Fellowships abound for Boonshoft School of Medicine student

Adaku Ume, a student in the M.D./Ph.D. dual-degree program in biomedical sciences in the Boonshoft School of Medicine, has received several research fellowships.

Forgive Adaku Ume if she feels she has an embarrassment of riches because, in a way, she has.

A dual M.D./Ph.D. student, Ume is thankful to have received not one but two prestigious yet competitive fellowships. Moreover, one of those fellowships gained an additional distinction because of her stellar studies.

Ume, a native of Southern California, earned a bachelor’s degree in cell and developmental biology from the University of California, Santa Barbara, and a master’s degree in pharmacology from Georgetown University in Washington, D.C.

In 2017, she enrolled in the Wright State University Boonshoft School of Medicine and is in her sixth year, completing the Ph.D. component through the Department of Neuroscience, Cell Biology and Physiology.

She was initially attracted to Wright State at the suggestion of mentors “back home in California,” she said.

She ultimately landed a spot in the Kidney Pathophysiology Research Group, led by Clintoria Williams, Ph.D., associate professor of neuroscience, cell biology and physiology, a lab where she felt her talents would be cultivated. Under Williams’ mentorship, Ume is investigating how a class of immunosuppressant drugs causes irreversible kidney damage and dysfunction.

Here’s where the riches enter the picture. Ume recently received an F30 Fellowship award from the National Institute of Diabetes and Digestive and Kidney Diseases, a federal subdivision of the National Institutes of Health.

The F30 award provides support for students training to become physician-scientists. Her highly coveted award includes financial support for four years of training, educational resources and a monthly stipend. Ume is quite thankful that two words will no longer be such a heavy burden: “educational loans.”

She also received a Porter Physiology Development Fellowship Award from the American Physiological Society, good for one year. In addition, the society designated Ume as an Eleanor Ison Franklin Fellow for having the highest-ranked renewal application.

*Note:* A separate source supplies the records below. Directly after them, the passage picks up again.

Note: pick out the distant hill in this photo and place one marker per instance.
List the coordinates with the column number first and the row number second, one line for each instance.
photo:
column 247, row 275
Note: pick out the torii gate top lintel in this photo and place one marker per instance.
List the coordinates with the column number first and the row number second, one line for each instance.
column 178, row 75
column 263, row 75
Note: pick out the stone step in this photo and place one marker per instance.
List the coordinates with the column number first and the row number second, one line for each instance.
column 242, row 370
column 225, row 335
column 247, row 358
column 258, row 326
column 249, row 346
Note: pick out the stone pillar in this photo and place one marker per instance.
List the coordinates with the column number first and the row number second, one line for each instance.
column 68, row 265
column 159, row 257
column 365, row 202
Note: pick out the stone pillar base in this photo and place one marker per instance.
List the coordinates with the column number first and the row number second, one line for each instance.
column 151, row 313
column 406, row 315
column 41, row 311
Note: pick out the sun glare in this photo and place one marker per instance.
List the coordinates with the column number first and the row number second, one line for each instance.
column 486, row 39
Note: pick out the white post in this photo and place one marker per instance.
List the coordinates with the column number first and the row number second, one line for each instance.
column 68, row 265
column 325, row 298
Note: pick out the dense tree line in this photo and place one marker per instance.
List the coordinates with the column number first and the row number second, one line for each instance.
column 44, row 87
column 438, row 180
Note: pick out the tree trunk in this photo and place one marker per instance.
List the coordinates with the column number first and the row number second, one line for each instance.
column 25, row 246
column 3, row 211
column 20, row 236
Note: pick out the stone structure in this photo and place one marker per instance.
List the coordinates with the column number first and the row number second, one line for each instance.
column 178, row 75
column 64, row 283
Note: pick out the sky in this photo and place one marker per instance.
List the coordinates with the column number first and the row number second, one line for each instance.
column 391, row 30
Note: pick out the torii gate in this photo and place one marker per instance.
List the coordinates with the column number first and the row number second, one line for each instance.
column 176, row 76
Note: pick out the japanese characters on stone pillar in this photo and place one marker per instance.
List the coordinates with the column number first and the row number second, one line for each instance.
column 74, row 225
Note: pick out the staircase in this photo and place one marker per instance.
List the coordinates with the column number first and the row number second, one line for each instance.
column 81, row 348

In giving her reaction to these great achievements, Ume mainly credits her faith in God. “All of this is happening because I’m choosing to be obedient to Him,” she said. “I let His strength flow through me so people can see His power and be drawn to Him.”

Ume added, “I truly feel blessed to have a sharp — and kind — mentor in Dr. Williams and my thesis committee,” who she affectionately calls “The Fab 5.”

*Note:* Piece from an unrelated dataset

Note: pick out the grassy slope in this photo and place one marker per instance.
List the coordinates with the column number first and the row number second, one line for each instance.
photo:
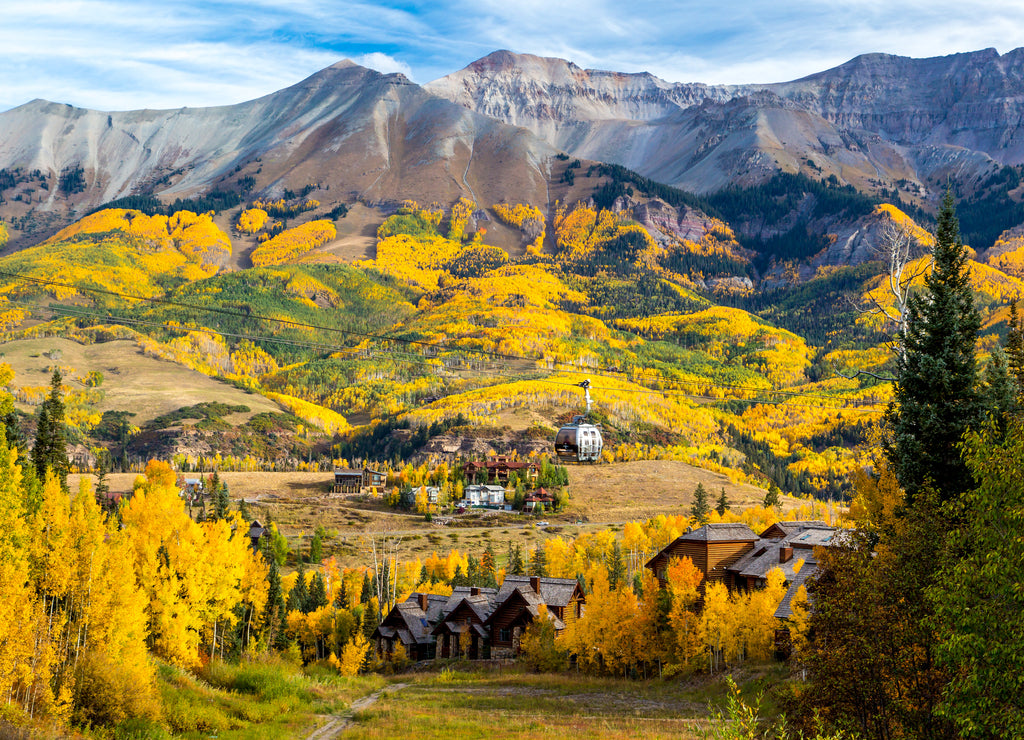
column 132, row 382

“They continue to challenge, support and advocate for me,” she said. “The faculty, administrative staff and my colleagues at Wright State have really made this experience one to cherish.”

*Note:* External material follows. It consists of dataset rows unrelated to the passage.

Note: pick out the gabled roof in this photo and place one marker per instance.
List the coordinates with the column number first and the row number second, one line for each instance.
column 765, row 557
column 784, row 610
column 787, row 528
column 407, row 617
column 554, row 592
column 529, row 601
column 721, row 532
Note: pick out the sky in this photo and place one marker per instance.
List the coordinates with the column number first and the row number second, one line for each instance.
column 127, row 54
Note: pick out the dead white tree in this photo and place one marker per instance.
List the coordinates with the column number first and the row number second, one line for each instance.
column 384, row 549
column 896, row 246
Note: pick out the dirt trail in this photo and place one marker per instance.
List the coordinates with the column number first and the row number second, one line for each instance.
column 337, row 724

“One thing that surprised me,” she continued, “is how much fun scientific communication can be. We gather our findings and generate data, but it only matters if it gets out to the world, in a manner that Dr. Williams coined ‘data to knowledge.’ God has blessed me with creativity, so I enjoy finding creative ways to communicate my research endeavors.”

Ume has specific specialties in mind that she is considering as a physician. However, her main focus right now is the successful completion of her Ph.D. in biomedical sciences.

She looks forward to a career as a physician-scientist, where she can utilize her investigational skills to answer some of the questions that remain in medicine. “When your research improves someone’s quality of life, that’s a win,” she said.

Ume has won in finding a mentor and team of advisors at Wright State and considers it a “privilege to learn how God crafted us on a molecular level.”